Bristow, in his turn, was silent. Greenleaf took up the inquiry:
"Several times today, while you were asleep or delirious, you said the words: 'When he--say--I--asleep,' Can you explain that for us, Miss Fulton?"
Her pallor deepened. This time terror flourished in her eyes as she turned sharply toward Greenleaf.
"Who says I said that?" she demanded, husky again.
"Things are heard pretty easily in these bungalows," he said. "One of my men heard it."
"Oh, I understand," she replied, a hint of craftiness creeping into her voice. "No; I can't explain it. One can't often explain one's ravings."
"It merely suggested something that we had thought impossible," Bristow interjected soothingly: "that you might have wanted to deny having heard something which you really did hear; that you were protecting somebody."
"Oh," she said angrily, "that's absurd--utterly."
"Quite," lied Bristow suavely. "That was what I told Chief Greenleaf."
Then, with sharp directness, he asked her: "Who do you think killed your sister?"
"I don't know! Oh, I don't know!" she cried shrilly, more than ever suggestive of the spoiled child.
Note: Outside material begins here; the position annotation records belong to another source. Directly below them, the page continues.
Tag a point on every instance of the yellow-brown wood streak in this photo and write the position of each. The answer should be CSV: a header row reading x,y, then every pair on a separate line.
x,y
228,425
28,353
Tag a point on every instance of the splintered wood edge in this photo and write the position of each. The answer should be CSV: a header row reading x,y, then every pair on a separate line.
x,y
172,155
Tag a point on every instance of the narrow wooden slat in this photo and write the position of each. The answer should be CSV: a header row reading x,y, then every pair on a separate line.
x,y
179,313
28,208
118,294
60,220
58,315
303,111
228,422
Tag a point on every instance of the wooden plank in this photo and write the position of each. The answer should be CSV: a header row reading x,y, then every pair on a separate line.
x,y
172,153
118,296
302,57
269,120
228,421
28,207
"It must have been some burglar. She was very popular, everybody said.
She had no enemies."
"None at all?"
"None that I know of."
"But Mr. Morley didn't like her, did he?"
"No," she said slowly. "He didn't like her, but you couldn't have called him her enemy."
Bristow moved his chair toward her several inches.
"Miss Fulton," he asked, "you and Mr. Morley are engaged to be married, aren't you?"
"No!" she surprised him. "No; we're not!"
He did not tell her that Morley had said they were.
Greenleaf was now clearly conscious of what he had vaguely felt while listening to Bristow's questioning of Withers: the lame man had the faculty of seeming entirely inoffensive in his queries but at the same time putting into his voice an irritating, challenging quality which was bound to work on the feelings of the person to whom he talked. He had begun to have this effect on Miss Fulton.